How, then, to conceive the ultimate design of the library? People of means took steps to ensure that their shelves were not only up to snuff, but also highly visible, whether on screen or off.

Ashley Tisdale, for her part, drew attention earlier this spring for admitting that her library was staged for ADThe filming of Open Door. But as Tisdale herself pointed out in subsequent press, designers have been doing it for years. Specialists such as On Clarendon Road, who promise to “create a library for your home to reflect your interests, passions and whatever else you find absolutely delightful”, have been hired to decorate yachts, nurseries and hotels.

Nina Freudenberger, interior designer, wrote this prescient volume in 2019.

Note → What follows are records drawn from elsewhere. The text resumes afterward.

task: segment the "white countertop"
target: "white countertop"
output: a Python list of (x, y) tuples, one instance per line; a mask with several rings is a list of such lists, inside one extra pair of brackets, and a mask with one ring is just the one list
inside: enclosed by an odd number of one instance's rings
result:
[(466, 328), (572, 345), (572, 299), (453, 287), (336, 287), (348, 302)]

Like the New York Times newly discovered stars are intentionally having photo ops to show off the latest computer book (handpicked by a famous “book stylist” of course). Some books, like Tom Ford’s Black Tome, have become so sought after for coffee tables that they are forged and sold on Alibaba.

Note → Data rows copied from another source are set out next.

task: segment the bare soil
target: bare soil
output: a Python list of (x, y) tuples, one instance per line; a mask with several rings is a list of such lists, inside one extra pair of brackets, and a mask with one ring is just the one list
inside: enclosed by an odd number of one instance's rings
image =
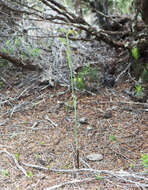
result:
[[(57, 189), (140, 189), (130, 179), (105, 173), (97, 180), (93, 172), (50, 171), (76, 166), (72, 94), (67, 87), (39, 86), (36, 77), (33, 72), (11, 71), (0, 90), (0, 190), (46, 190), (73, 180), (80, 181)], [(129, 86), (125, 80), (118, 87), (100, 88), (96, 95), (76, 92), (78, 121), (87, 119), (79, 123), (80, 169), (145, 171), (141, 156), (148, 153), (148, 103), (131, 100), (124, 93)], [(20, 156), (18, 164), (30, 177), (5, 151), (16, 160)], [(102, 154), (103, 160), (88, 161), (86, 156), (91, 153)]]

If the content of a library is so important, the question is, when should designers call in the professionals to help them? Freudenberger turns to experts for help with shelving design once “it gets deeper than putting books on a shelf or finding a big book for a coffee table,” she says. This is especially true if a customer wants a wall-to-wall bookcase or an heirloom-quality collection that can be passed down.

Hiring a fancy service like On Clarendon Road is one option, but Freudenberger also recommends hiring local help. “You can go to your local bookstore and ask the owner to consider helping a customer,” she said. “You can also get help from a librarian.”

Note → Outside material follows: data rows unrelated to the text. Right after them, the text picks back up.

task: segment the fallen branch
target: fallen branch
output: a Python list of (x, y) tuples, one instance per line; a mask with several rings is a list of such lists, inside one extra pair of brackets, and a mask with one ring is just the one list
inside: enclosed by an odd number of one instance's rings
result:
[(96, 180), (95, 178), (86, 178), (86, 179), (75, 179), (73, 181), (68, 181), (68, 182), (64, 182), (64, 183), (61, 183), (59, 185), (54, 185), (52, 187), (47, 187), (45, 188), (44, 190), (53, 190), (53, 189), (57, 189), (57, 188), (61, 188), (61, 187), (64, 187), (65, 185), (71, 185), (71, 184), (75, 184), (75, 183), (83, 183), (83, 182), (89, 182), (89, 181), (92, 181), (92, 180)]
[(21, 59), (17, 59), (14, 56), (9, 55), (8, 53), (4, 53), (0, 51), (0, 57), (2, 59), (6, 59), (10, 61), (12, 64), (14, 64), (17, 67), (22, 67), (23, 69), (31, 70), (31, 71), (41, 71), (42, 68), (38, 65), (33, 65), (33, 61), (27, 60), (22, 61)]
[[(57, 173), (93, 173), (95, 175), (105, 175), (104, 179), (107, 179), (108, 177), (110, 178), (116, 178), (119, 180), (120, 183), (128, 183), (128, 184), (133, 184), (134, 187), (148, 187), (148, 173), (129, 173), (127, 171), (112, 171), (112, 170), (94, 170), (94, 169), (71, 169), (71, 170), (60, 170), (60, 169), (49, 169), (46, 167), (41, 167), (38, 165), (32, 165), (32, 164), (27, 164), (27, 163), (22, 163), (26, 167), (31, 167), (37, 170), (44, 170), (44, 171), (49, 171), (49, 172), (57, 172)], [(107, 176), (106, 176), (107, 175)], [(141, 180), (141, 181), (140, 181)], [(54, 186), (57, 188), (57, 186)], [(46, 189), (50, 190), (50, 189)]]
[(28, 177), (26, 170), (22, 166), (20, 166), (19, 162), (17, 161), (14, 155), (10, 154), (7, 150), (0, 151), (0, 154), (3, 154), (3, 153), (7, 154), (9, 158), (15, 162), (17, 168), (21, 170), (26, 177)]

Christy Shannon Smirl of Foxtail Books.

Photo courtesy of Foxtail Books

Shelves designated by Foxtail Books.

Photo: Krafty Photos / Courtesy Foxtail Books

Christy Shannon Smirl, owner of Foxtail Books & Library Services, a company that runs home libraries, says customers approach her when the bookshelves “need a fight”, meaning when they’re very bulky and require many volumes to fill, or where publications need to fit specific dimensions. “We are able to efficiently organize and organize hundreds or thousands of books into a fashion-forward space that is both beautiful and useful,” says Smirl.

She adds that designers also tend to come to her when they don’t have the time to think about a book collection. “Designers already have a thousand or more decisions on their plates to create a beautiful home,” she said. “It’s easy outsourcing.”

Wine’s expertise is in creating a library that has both style and substance. His company buys books from publishers, estates and other collectors that reflect a client’s passions and interests, and transforms them to fit a specific aesthetic by printing custom book covers. “You can send us a paint chip or a carpet sample, and we can make book covers that have a certain color and texture,” he says. “If a customer wants a classic, elegant feel, we’ll make jackets to reflect that.” A popular customer request, for example, is to make beloved cookbooks look nicer in the kitchen.

“Before, you had to choose between wanting a red book and a book on a certain subject. Now you don’t have to pay anymore,” he added. “For the very first time, you can have great books as well as beautiful designs.”